Par Charles Mapinduzi
Jusqu’ici, Denis Kadima est très loin de faire l’unanimité au pays et même en dehors des frontières nationales. Les partis politiques de l’opposition, les confessions religieuses dont les très omniprésentes Églises catholique et du Christ au Congo (ECC), les forces vives et les mouvements citoyens, etc., sont persuadés que le président de la CENI est un choix savamment placé à son poste pour obéir aux seuls ordres de Félix Tshisekedi.
Bien que coopté par l’Eglise Kimbanguiste, dès le début, Denis a semblé bénéficier d’un soutien sans calcul de certains cadres du régime ainsi que des proches de Félix Tshisekedi, de sorte que des suspicions se sont vite multipliées : d’une part, des Congolais soupçonnent le remplaçant de Corneille Nanga d’avoir été désigné afin de torpiller le processus électoral pour obtenir impérativement la réélection du président congolais lors de la présidentielle de décembre 2023, quoi qu’il en coûte. D’autre part, ils le suspectent de tout mettre en oeuvre pour retarder le prochain vote au pays afin d’accorder au régime un glissement au sommet de l’Etat.
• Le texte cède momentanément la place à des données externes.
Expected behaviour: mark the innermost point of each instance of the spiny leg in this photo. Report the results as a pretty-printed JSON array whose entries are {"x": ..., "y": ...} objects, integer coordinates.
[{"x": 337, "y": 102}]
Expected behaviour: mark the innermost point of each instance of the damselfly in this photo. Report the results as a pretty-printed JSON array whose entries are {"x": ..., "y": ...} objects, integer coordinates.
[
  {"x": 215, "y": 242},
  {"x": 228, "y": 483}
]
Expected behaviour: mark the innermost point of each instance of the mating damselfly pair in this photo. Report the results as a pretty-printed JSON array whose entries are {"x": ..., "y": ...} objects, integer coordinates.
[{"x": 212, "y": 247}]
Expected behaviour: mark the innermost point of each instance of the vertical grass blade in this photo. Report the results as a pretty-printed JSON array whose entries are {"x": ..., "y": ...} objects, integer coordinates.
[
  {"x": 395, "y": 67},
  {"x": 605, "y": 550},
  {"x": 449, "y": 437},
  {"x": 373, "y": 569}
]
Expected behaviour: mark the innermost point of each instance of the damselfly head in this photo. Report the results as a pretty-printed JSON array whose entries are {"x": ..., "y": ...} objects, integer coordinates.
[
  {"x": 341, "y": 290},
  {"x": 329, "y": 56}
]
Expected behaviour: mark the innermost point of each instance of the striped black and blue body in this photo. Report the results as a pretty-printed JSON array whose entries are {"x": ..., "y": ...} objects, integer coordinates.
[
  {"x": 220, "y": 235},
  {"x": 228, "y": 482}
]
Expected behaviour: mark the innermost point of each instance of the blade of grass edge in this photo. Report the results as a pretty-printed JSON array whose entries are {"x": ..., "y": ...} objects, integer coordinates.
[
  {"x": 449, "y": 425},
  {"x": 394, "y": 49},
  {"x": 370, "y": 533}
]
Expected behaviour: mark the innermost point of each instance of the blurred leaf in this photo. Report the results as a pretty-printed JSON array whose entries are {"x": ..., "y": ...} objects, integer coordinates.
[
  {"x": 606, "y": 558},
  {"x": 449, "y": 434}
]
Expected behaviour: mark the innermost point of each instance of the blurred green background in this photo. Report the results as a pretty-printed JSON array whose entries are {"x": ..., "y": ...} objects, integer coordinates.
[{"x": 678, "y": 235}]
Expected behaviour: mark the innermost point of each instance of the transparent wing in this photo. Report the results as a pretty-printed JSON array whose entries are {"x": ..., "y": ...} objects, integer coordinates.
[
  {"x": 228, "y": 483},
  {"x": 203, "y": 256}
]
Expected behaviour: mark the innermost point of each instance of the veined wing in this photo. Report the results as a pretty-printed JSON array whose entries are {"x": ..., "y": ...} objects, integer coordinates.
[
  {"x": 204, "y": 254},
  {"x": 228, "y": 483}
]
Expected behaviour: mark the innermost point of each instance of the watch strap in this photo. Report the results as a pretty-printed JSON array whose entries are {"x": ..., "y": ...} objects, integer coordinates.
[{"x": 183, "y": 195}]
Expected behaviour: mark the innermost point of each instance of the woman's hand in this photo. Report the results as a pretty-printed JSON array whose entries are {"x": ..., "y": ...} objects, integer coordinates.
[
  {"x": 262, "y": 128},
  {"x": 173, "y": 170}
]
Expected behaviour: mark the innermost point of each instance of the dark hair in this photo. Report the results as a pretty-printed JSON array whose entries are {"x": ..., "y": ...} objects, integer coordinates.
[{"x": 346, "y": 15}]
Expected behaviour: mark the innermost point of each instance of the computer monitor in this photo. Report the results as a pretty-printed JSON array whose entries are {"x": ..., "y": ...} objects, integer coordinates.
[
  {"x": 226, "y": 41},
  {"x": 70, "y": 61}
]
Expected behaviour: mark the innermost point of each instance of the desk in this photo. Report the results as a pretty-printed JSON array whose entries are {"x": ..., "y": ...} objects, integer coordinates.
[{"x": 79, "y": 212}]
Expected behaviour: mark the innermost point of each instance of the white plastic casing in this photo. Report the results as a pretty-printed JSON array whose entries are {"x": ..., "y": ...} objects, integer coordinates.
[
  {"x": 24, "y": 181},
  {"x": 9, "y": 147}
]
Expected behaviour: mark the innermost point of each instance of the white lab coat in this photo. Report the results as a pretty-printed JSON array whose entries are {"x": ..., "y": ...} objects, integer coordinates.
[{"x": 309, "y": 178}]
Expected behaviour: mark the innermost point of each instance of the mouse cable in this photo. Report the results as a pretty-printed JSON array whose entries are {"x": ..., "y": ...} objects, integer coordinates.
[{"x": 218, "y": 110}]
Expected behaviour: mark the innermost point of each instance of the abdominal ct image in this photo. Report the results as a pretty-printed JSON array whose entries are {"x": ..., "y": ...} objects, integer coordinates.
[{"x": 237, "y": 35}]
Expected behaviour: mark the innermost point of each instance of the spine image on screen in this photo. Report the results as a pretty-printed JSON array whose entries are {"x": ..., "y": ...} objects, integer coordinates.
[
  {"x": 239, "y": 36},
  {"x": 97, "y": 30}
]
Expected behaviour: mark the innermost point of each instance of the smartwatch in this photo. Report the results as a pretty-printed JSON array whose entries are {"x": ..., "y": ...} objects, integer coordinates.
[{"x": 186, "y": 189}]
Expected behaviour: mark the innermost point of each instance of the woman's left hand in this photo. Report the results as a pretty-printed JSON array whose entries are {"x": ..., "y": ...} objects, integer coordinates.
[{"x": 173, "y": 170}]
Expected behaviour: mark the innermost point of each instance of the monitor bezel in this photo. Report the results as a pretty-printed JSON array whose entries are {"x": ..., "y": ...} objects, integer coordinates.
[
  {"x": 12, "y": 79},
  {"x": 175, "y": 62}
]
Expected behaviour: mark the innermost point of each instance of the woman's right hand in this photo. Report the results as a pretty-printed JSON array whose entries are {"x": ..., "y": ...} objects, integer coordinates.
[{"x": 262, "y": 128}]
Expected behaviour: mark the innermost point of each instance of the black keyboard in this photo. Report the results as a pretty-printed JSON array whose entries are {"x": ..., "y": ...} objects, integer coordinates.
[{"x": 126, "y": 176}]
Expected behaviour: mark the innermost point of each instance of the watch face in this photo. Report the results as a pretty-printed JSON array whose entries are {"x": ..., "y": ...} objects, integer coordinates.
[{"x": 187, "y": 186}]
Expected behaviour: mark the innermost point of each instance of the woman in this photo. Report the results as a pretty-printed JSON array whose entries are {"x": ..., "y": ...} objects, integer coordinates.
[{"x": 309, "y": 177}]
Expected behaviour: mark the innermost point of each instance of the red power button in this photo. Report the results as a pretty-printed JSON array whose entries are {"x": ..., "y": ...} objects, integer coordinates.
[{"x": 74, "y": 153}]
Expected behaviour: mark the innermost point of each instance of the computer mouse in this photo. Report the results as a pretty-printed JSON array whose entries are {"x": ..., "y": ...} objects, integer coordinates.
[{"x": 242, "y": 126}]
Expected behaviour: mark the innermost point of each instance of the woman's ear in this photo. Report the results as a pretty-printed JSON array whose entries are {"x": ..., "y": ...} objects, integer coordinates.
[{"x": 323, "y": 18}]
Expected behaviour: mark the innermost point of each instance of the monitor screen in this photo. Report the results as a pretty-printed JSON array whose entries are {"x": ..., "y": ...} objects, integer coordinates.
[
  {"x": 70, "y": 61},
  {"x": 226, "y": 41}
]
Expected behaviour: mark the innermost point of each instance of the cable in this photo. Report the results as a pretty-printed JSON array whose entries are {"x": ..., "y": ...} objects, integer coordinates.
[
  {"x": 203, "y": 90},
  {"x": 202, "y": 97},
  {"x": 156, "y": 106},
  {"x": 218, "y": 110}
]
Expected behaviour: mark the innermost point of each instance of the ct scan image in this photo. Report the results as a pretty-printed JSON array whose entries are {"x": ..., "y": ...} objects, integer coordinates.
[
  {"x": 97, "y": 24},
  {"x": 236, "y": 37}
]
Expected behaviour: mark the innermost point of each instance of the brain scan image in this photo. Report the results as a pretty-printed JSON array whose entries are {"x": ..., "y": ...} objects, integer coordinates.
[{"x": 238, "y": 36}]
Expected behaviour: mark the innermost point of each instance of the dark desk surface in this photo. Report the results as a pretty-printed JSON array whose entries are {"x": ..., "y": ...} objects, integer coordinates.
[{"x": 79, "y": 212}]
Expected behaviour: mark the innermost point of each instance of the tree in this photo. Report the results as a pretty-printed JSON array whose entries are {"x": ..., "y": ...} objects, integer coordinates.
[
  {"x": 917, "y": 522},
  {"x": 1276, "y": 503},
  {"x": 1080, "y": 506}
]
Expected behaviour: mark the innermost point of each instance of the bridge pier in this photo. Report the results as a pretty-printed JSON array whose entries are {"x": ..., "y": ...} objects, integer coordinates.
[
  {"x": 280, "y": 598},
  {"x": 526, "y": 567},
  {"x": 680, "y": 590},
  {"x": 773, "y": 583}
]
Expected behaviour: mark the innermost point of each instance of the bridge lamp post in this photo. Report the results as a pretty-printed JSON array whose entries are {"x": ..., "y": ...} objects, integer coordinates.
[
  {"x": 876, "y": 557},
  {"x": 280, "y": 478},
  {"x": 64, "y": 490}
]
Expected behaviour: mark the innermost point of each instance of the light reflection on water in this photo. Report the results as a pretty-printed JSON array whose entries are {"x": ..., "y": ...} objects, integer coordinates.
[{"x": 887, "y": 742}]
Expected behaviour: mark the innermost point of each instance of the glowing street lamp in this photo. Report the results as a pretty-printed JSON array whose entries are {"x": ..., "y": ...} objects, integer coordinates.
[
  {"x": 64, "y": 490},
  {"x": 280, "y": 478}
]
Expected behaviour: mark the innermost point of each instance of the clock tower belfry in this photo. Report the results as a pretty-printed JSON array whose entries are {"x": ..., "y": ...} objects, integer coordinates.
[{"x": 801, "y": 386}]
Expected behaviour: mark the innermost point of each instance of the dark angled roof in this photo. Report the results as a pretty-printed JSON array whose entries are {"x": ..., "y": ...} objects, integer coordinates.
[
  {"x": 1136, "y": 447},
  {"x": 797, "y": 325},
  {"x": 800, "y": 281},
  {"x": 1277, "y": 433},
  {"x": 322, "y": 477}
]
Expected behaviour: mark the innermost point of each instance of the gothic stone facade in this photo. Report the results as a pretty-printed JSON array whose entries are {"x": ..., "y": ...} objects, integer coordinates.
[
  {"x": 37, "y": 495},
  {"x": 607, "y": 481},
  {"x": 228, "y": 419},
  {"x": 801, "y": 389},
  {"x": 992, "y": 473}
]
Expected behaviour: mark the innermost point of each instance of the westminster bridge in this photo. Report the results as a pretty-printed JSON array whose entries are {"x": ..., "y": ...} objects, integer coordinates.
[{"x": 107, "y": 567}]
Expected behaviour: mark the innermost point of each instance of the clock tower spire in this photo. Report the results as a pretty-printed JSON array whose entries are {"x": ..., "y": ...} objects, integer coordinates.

Fondées ou infondées, toutes ces accusations paraissent bien légitimes dans la mesure où certains caciques du régime semblent se reconnaître en Denis Kadima, celui-là qui est pourtant censé être apolitique, celui-là qui est censé être impartial et indépendant. Mais, va-t-il inscrire son nom dans les annales de l’histoire de la RDC ou se propose-t-il de sortir par la petite porte comme certains de ses prédécesseurs ? Le rendez-vous pris pour 2023 nous y répondra sans nul doute.
Toutefois, jusque-là, le comportement du président de la CENI est irréprochable. Au lieu d’inquiéter, Denis est en train d’assurer et de surprendre. Contre toute attente, peut-on se permettre de dire, ce samedi 26 novembre, il a porté à la connaissance du public un chronogramme électoral qui devra être suivi jusqu’à l’élection du nouveau président de la République. Puis, en dépit de quelques contraintes soulevées, Kadima promet que le glissement n’est pas dans le vocabulaire de l’institution qu’il dirige ces jours. A ce stade, à la place de s’abattre sur le président de la CENI, les dubitatifs observent et attendent jusqu’où iront les animateurs de la Commission électorale.
Cependant, la célérité avec laquelle Denis Kadima opère aujourd’hui joue contre le régime. Il n’y a aucun doute. Si d’un côté, le pouvoir de Kinshasa espérait obtenir des avantages de ce « Tshisekedi étiqueté », il risque de se raviser et de considérer plutôt le président de la CENI comme un problème, un vrai tourment. Le successeur de Corneille Nanga risque de bouleverser les calculs et de perturber les plans. Avec un calendrier maintenant connu, les chances de glisser s’amoindrissent à moins que Kinshasa retarde sciemment le financement des opérations ou que les législateurs prennent beaucoup de temps pour lever les contraintes légales.
D’autre part, le président de la CENI peut toujours surprendre. L’exemple de la Gambie lors de la présidentielle qui a opposé Yaya Jameh et Adama Barro en 2016 est très éloquent. Le président de la commission électorale de ce pays là avait proclamé la victoire de la coalition d’opposition à la surprise générale, en défaveur du président sortant. Avec le rythme accéléré entamé, il est bien probable que Denis Kadima refuse de céder aux pressions des politiques en rendant au peuple les vrais résultats des urnes tant réclamées lors des scrutins passés.
Dans ce cas de figure, si le régime de Kinshasa se reproche au sujet de son bilan, redoutant de ne pouvoir pas l’emporter lors de la prochaine présidentielle et qu’il craint de perdre le contrôle sur le président de la CENI, alors ce dernier passerait pour une épine sous le pied, un homme qu’il faudra « abattre ». Kinshasa pourrait se sentir trahi par Denis Kadima à qui il a pourtant exprimé le soutien lors de son élection.
Rappelons-le, la CENI a publié son calendrier ce samedi 26 novembre. Ce dernier fixe les scrutins directs du président de la République, des députés nationaux et provinciaux ainsi que des conseillers communaux au 20 décembre 2023 alors que la prestation de serment du nouveau chef de l’Etat est prévue au 20 janvier 2024, soit 4 jours avant la fin exacte du mandat de Félix Tshisekedi.